The key is to first recognize that culture is a shared human endeavor and then making connections between those collective feelings and policies.

Another NextGen attendee came on stage to share her story as a Diversity Officer in the current government. She agreed completely with Armstrong, despite having no idea what he was going to say. “It’s not about specific people, it’s about connections,” she said. “Are we moving connections forward and fostering them? That’s how we change culture.”

That not only means fostering more sharing among employees. It also means connecting leadership and policies to these people – what Armstrong called “balancing the head and the heart” – in ways that help employees understand and embrace their organizations and missions.

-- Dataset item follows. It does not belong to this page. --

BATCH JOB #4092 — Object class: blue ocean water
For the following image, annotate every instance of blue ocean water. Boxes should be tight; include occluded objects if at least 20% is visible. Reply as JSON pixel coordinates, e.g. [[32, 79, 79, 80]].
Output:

Armstrong lamented that every year he sees the same complaints on agency employee satisfaction surveys – everything from lack of resources to bad communication and poor leadership. However, he also sees multiple policies put in place to address those issues. So why does he keep seeing the same culprits at the top of the list?

Those changes aren’t addressing the human component of culture. They aren’t taking the time to meaningfully connect the people impacted by policies to those very regulations, tactics and procedures. Only when those connections are created and fostered will there be real change and a break in the cycle of cultural negativity.

What’s the alternative? As Armstrong concluded, “This is a serious question that, if ignored, can make everything we work for fall by the way side. We cannot let that happen. We are the collective and we’ll decide the new norms.”